New York is a city with big-hearted and accommodating people who have value for strangers and treat them with the utmost sense of hospitality. Even amidst a pervasive influence of diversity, people there do not discriminate strangers or look at them with contempt. At both public places and private spaces, New Yorkers act with reason and absolute sense of humanity. In the hotel where Vadik eats a meal within the city, the waiter does not perceive him as not being one of them. This form of treatment is unlike the situations that had been a norm in the United States of America during the 1960s in which the whites treated immigrants, especially the blacks in a way that made them appear as lesser humans.
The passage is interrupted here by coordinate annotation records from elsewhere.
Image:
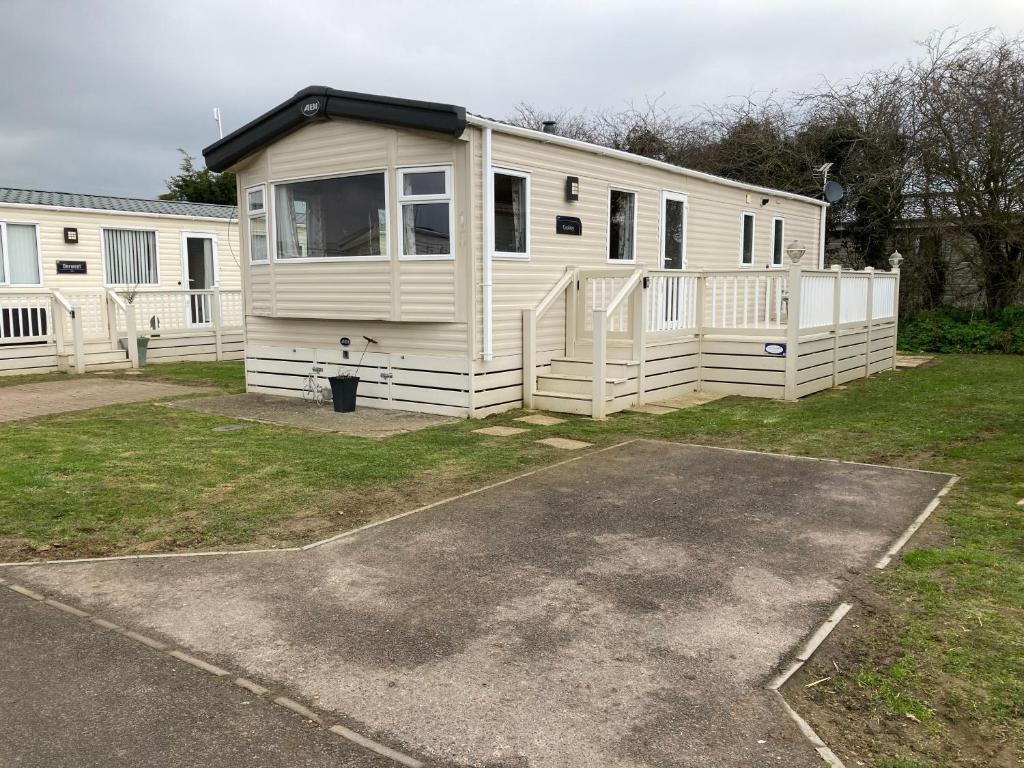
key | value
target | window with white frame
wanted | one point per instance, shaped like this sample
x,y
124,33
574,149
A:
x,y
674,209
18,255
511,214
332,218
777,238
130,257
256,211
747,239
622,225
425,206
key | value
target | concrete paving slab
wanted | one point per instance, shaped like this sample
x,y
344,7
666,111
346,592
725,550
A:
x,y
500,431
75,695
540,420
49,397
652,409
912,360
294,412
624,610
564,443
691,399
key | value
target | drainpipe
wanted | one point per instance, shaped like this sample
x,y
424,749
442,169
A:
x,y
488,249
821,239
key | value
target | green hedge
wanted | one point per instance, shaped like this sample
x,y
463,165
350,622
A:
x,y
961,331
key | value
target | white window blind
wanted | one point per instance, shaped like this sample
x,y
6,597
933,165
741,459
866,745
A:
x,y
18,255
130,257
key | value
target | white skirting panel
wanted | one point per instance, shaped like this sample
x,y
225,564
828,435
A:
x,y
402,382
196,347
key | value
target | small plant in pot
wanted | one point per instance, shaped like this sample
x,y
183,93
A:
x,y
345,384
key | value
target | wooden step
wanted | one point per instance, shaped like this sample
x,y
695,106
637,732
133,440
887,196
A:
x,y
582,384
581,367
568,402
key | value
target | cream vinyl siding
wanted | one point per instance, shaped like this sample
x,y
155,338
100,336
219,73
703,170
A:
x,y
438,339
713,226
428,291
89,248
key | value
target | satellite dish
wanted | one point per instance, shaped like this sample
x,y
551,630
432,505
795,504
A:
x,y
835,192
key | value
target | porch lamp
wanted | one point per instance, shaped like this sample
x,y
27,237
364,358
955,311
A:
x,y
795,251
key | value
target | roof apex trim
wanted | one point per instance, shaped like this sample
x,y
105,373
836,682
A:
x,y
318,102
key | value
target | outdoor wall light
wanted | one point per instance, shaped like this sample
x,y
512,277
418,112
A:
x,y
571,188
795,251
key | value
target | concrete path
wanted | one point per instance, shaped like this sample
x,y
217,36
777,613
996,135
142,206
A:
x,y
76,695
49,397
625,609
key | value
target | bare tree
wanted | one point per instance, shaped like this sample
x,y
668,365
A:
x,y
970,144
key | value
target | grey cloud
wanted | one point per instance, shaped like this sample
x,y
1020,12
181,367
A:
x,y
97,96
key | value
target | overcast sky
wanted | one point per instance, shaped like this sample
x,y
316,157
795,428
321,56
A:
x,y
96,96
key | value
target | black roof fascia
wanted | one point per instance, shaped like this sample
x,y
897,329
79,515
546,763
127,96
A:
x,y
317,102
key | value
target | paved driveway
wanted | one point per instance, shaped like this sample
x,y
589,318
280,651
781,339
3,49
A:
x,y
48,397
624,609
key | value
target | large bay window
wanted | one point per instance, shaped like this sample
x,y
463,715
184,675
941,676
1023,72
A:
x,y
425,205
332,218
18,255
622,225
130,257
511,214
256,211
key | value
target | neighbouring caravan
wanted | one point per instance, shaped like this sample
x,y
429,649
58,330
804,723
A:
x,y
498,267
82,273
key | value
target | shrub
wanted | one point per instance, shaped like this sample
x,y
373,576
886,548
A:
x,y
950,330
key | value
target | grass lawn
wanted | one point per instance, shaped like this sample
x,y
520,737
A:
x,y
928,671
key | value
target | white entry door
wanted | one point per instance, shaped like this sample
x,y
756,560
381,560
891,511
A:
x,y
199,269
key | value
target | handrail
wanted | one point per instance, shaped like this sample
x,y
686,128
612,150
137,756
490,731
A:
x,y
62,301
549,298
77,337
599,330
624,292
530,316
131,330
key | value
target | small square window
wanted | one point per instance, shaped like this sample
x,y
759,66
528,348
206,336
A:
x,y
747,240
425,206
511,214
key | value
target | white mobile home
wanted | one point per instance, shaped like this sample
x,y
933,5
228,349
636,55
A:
x,y
75,269
498,266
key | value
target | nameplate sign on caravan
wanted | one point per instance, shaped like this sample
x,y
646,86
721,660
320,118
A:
x,y
71,267
567,225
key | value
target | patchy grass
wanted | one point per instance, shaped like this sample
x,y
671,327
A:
x,y
940,637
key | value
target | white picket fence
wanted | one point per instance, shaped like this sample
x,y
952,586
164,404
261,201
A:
x,y
64,323
26,318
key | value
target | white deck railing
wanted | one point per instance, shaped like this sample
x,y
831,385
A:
x,y
51,316
743,299
627,305
26,317
672,301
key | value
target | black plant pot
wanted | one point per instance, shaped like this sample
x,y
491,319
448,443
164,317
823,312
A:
x,y
343,392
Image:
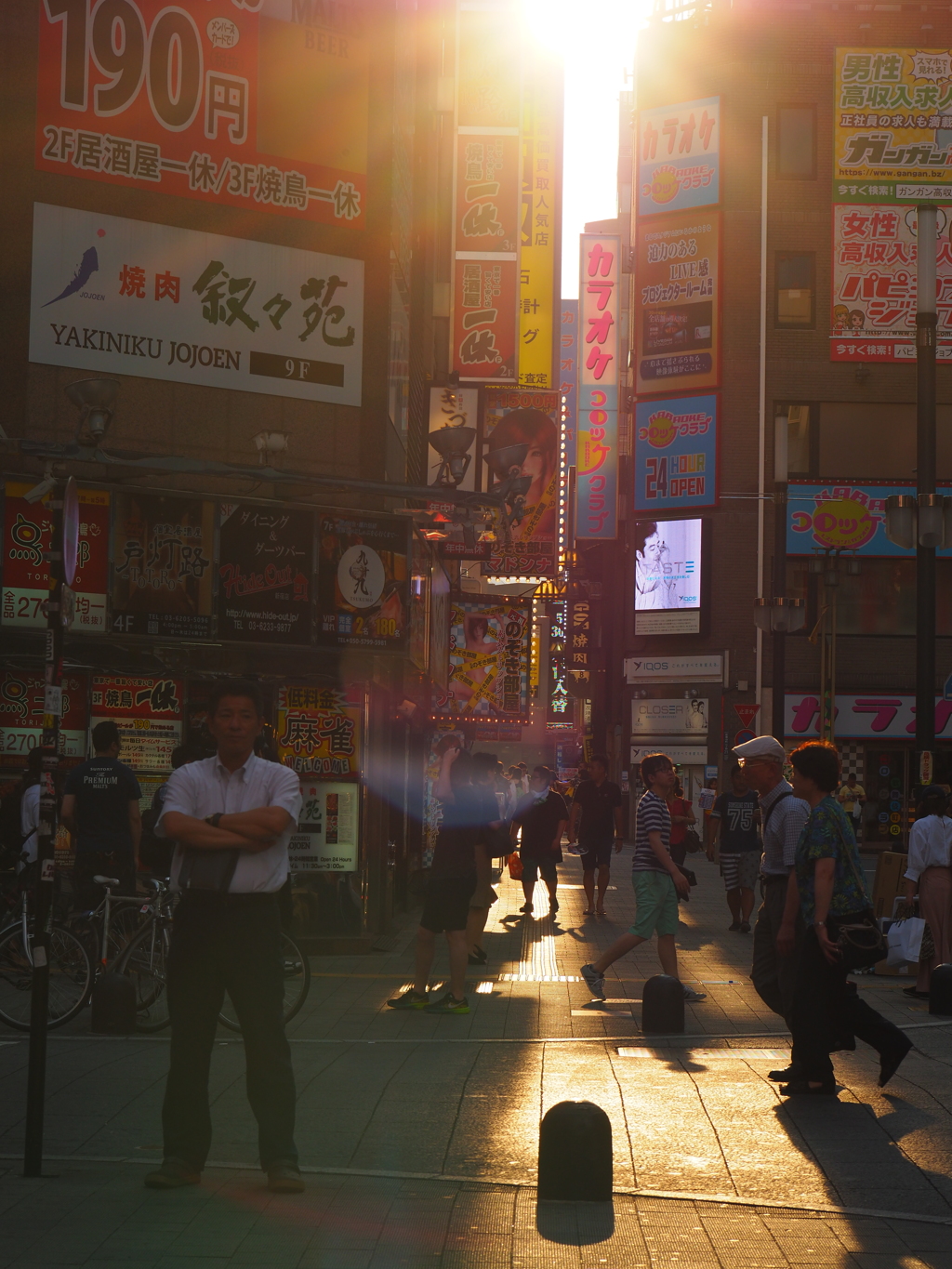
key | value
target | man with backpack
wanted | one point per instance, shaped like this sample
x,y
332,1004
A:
x,y
782,819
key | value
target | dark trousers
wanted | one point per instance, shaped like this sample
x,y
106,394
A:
x,y
228,943
100,863
826,1005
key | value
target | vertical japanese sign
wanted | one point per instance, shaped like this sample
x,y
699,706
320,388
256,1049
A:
x,y
264,574
676,455
516,416
21,697
485,277
583,655
212,100
874,284
569,375
597,445
319,731
27,535
326,837
489,661
678,317
455,407
149,716
559,712
131,297
678,156
539,243
892,126
362,581
162,580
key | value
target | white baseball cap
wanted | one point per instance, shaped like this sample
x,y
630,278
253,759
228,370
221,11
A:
x,y
761,747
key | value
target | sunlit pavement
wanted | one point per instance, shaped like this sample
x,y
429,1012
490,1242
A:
x,y
419,1134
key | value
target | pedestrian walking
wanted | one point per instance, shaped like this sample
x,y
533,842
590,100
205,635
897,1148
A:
x,y
231,817
930,876
487,845
596,821
831,895
782,819
544,817
681,819
734,816
445,907
100,810
656,879
852,797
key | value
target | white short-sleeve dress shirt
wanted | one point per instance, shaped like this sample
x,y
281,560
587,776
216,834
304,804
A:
x,y
207,787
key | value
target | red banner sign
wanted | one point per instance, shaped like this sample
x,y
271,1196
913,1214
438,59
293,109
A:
x,y
209,99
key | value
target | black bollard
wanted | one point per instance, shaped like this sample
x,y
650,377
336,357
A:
x,y
941,990
663,1007
575,1154
113,1005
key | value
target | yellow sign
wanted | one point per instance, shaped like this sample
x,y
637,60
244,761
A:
x,y
539,222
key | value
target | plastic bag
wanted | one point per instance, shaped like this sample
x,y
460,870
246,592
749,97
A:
x,y
906,941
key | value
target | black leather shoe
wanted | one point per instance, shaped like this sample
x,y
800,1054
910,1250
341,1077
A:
x,y
890,1060
788,1073
802,1087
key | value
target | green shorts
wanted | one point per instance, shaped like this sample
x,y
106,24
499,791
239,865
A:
x,y
656,904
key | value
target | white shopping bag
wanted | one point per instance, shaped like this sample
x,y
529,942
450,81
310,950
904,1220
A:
x,y
906,939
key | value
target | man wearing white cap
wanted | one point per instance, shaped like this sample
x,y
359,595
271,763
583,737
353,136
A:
x,y
779,927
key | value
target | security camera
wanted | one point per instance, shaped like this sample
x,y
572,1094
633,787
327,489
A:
x,y
46,486
96,400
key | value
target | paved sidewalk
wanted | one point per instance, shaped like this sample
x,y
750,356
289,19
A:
x,y
462,1098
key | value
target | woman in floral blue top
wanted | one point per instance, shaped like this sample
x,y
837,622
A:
x,y
829,877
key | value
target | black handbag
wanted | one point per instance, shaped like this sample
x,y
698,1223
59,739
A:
x,y
861,942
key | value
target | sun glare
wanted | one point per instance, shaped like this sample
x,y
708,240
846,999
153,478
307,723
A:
x,y
597,46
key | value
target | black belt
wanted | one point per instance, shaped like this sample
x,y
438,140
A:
x,y
212,899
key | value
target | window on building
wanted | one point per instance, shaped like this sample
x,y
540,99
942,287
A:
x,y
876,441
794,281
796,142
800,438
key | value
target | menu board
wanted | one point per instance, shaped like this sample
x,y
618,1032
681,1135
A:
x,y
362,581
28,528
326,831
162,580
148,713
264,570
21,715
319,731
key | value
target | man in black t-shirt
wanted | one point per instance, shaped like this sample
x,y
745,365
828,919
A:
x,y
598,805
735,816
100,809
544,817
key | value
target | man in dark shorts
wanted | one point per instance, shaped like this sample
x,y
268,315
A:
x,y
735,816
100,809
598,803
451,885
544,817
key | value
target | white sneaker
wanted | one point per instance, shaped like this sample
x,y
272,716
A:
x,y
594,981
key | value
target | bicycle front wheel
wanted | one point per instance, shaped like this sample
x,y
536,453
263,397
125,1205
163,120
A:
x,y
70,977
145,959
298,984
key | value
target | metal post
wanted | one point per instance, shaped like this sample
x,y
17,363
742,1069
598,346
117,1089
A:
x,y
926,480
46,841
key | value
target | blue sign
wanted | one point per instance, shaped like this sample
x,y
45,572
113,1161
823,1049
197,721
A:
x,y
840,515
676,455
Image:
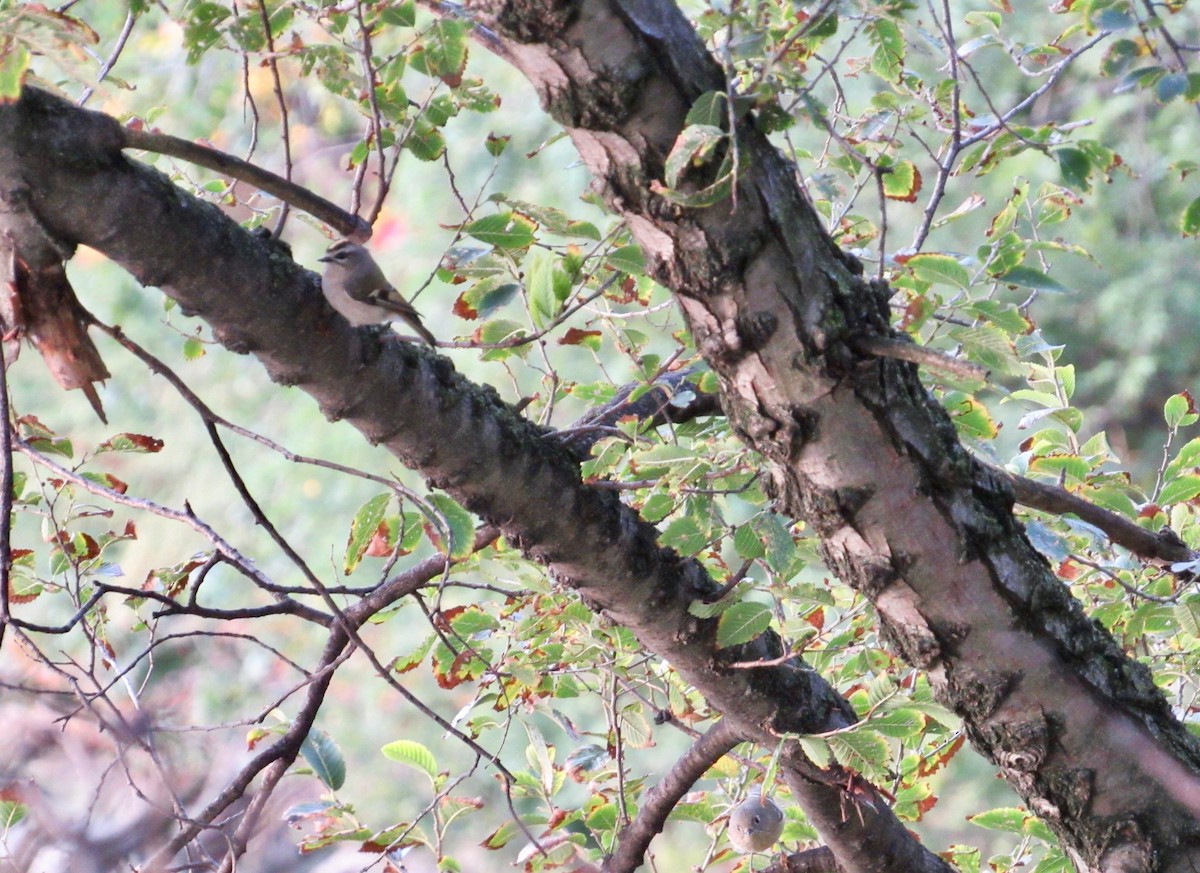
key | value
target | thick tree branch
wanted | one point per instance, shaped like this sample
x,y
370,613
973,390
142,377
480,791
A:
x,y
460,435
856,446
659,801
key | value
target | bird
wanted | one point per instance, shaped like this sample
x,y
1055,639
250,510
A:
x,y
755,824
355,286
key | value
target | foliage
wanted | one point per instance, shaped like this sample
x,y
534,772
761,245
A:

The hospitality of New Yorkers gracefully integrates with the natural compassion and love hence endearing them further to the wider realm of people. Being a stranger in New York does not necessarily portend challenges but a welcoming society that thrives on the ideal value of diversity. For instance, Rachel afforded Vadik a warm treatment that remains in his memories for the rest of his time in the city. He is nostalgic about every moment and every detail about the young lady who in a normal life would otherwise be in a hurry to do her things without being attentive to other people. However, she was neither reserved nor contemptuous in dealing with Vadik thus a clear expression of the openness of the city to immigrants.
The city of New York is vast with the immense population that makes it difficult for someone to trace the other unless through a private home address or phone contacts. The fact that everyone seems to be in a hurry to go about their businesses even complicates the situation further. The option for people who do not take and maintain contacts with the people they interact with is to let fate make them meet again. As much as Vadik remained nostalgic about his encounter with Rachel during his first night in the city, he blames himself for not having taken her contacts. This broken link leaves him desperate for another meeting, but the beautiful woman with a big heart and a disturbing tinge of love are drowned in the vastness and population of the city.